# Average # of grafts that get accepted



## Fenc'in Bee (Apr 17, 2008)

For those that graft to raise queens, what is the average acceptance rate that you get for your grafts? 
In two tries I have averaged just under 50% success for acceptance. Is that good, OK or needs lots of improvement?

Thanks,
Nevin


----------



## BigDaddyDS (Aug 28, 2007)

My understanding is that anything over 90% is excellent, which also takes into account the 1-3% probability of sex alleles. 90% capped queen cells are what I personally shoot for. Sometimes I get higher... sometimes I get (substantially) lower. (Usually because of a leaky queen excluder in my finisher colony, or a queenright swarm box. Whoops!)


----------



## bleta12 (Feb 28, 2007)

Fenc'in Bee said:


> For those that graft to raise queens, what is the average acceptance rate that you get for your grafts?
> In two tries I have averaged just under 50% success for acceptance. Is that good, OK or needs lots of improvement?
> 
> Thanks,
> Nevin


Queen rearing is attention to detail and practice is the difference maker.
If 50% is your first or second time to graft, that is very good.
With practice you should expect much higher % and with time you will know and set your own standards. 

Good luck Gilman


----------



## gmcharlie (May 9, 2009)

I find that nectar/pollen flows and weather play a big part.... My last graft of 26 gave me 12 queen cells and 2 actual good queens... (lousey weather here)


----------



## Fenc'in Bee (Apr 17, 2008)

Thanks for the replies. I am definitely on a learning curve. I just discovered the first grafts I did, most of the queens never developed after being capped. I am using a cloak board, and I left the cells in the starter/finisher until they were 12 days old. Then I moved them to queen castles. I have had success with the castles with swarm cells. Out of 7 capped cells, it looks like one hatched. I will try to candle the next batch of cells before I put them in castles.

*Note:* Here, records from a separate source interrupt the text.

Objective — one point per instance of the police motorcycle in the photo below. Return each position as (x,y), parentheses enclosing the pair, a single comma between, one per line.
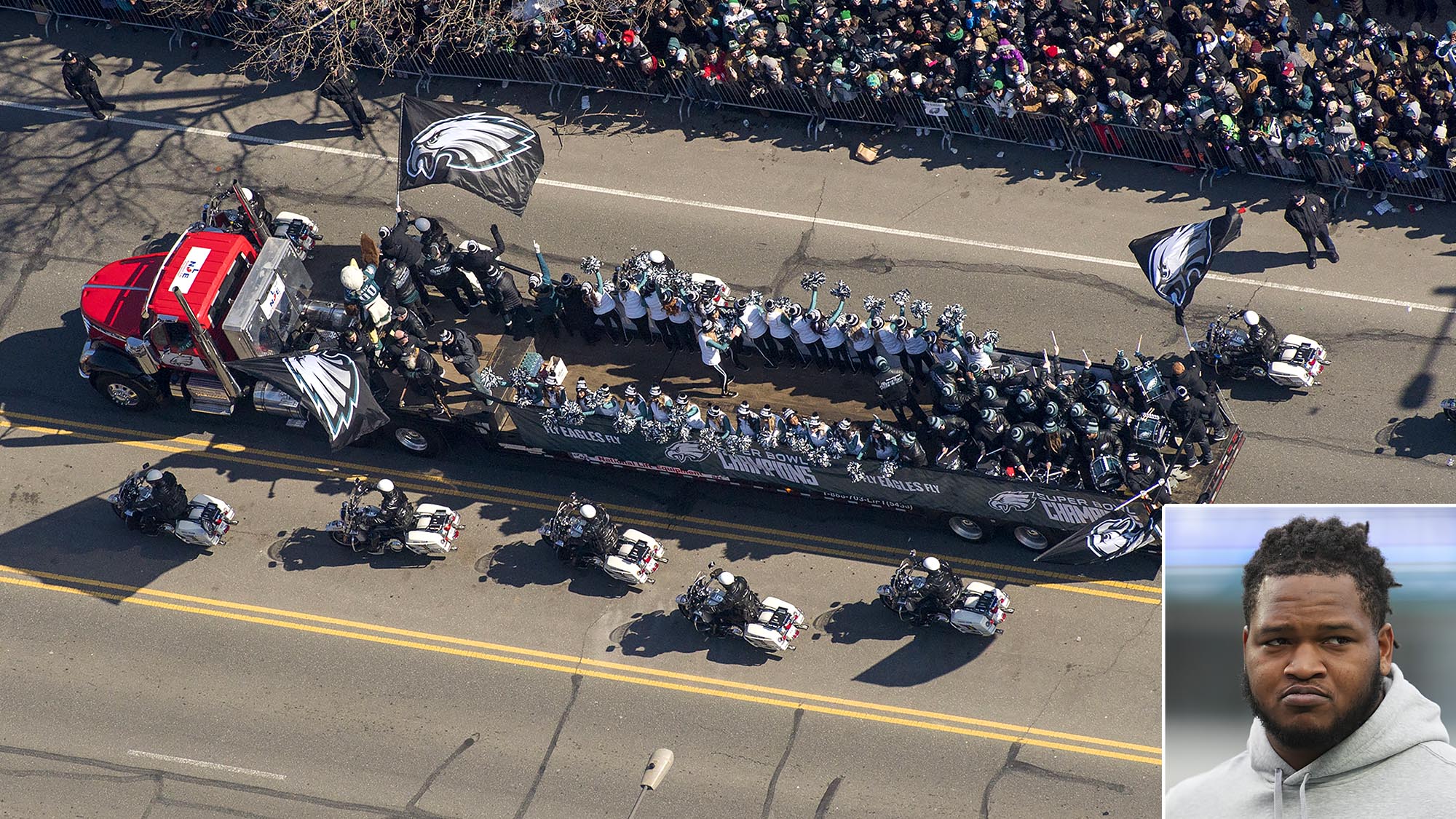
(732,609)
(585,535)
(1234,346)
(433,531)
(981,608)
(205,522)
(242,210)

I am going to try a queenless nuc as a starter for the next batch of grafts.

A couple more questions: When you graft, do you prime your cells with royal jelly or distilled water? Or do you graft dry? What is the average # of grafts that are put into a starter hive? Into a Finisher hive?

I am going to graft again this afternoon.

Thanks,
Nevin


----------



## BEES4U (Oct 10, 2007)

When you graft, do you prime your cells with royal jelly 

I use royal jelly to prime the cells.
I can get 29/30 which is 96.66% with ideal conditions!
Ernie


----------



## gmcharlie (May 9, 2009)

I haven't been priming, but sometimes do if I miss the first larva...

My hatch rate this spring has been simalar, 13-15 capped, only a cpl hatching.... seems they are abondoining them , but its just a hunch... weather issues I think, but hey it may be me..

I normaly put 30 grafts in at a time... 2 rows of 15.


----------



## BerkeyDavid (Jan 29, 2004)

One of the things I noticed this year is that if you didn't put the queen cell right in the middle of a brood frame in the mating nuc they would not hatch. I believe it was because the nights were so cold. If you just hung the queen cell from the top of the middle frames the cells wouldn't hatch, even though, on inspection of the cell, the queen was fully developed.

Even now we have been getting some very cool nights, last night it was down to 45, so be sure to put your cells in mating nuc with plenty of bees in the middle of the brood so they stay warm!


----------



## gmcharlie (May 9, 2009)

FYI do not reuse cell cups!!!!!!!!!

Got hosed on an order from Dadant (I should have ordered sooner I know)...
So I bioled out the last batch of cell cops all nice and clean!.... 

Looked great.. none accepted... 30 grafts, no queens.... DEFINATLY screws up my plan......


----------



## fatscher (Apr 18, 2008)

gmcharlie said:


> FYI do not reuse cell cups!!!!!!!!!
> 
> Got hosed on an order from Dadant (I should have ordered sooner I know)...
> So I bioled out the last batch of cell cops all nice and clean!....
> ...


Wow, shoot, that may explain my POOR performance too. I never knew that


----------



## JThomp (May 6, 2009)

My first season grafting for Queens. Took four tries before I had any decent capped cups and then only 4. Used a nuc this last time to start/finish. Put each cup in a well-preparted nuc (polllen, brood, populated, etc.). In one it appeared as though they cut the cell off the cup and moved and secured it to the left about a half inch. I normally wouldn't believe this but the cell had a recognizable yellowish color at its end, so I'm pretty sure it's the same cell. Anybody ever hear (or see) this? 
All other cells were neatly opened but no queen evident. In fact, numerous queen cells had been created on the facing brood frame that carried some young larvae. 
Most disappointing was a cell opened and all bees gone. 
What's up?

Thanks


----------



## wfarler (Jul 9, 2003)

JThomp said:


> .... In fact, numerous queen cells had been created on the facing brood frame that carried some young larvae.
> Thanks


There's your sign. Your starter colony needs to be broodless except for the grafted cells you put in. You are exploiting the 'emergency queen response' behavior when you use a queenless nuc or hive. To direct their actions don't have any other eggs, larvae or brood in the nuc.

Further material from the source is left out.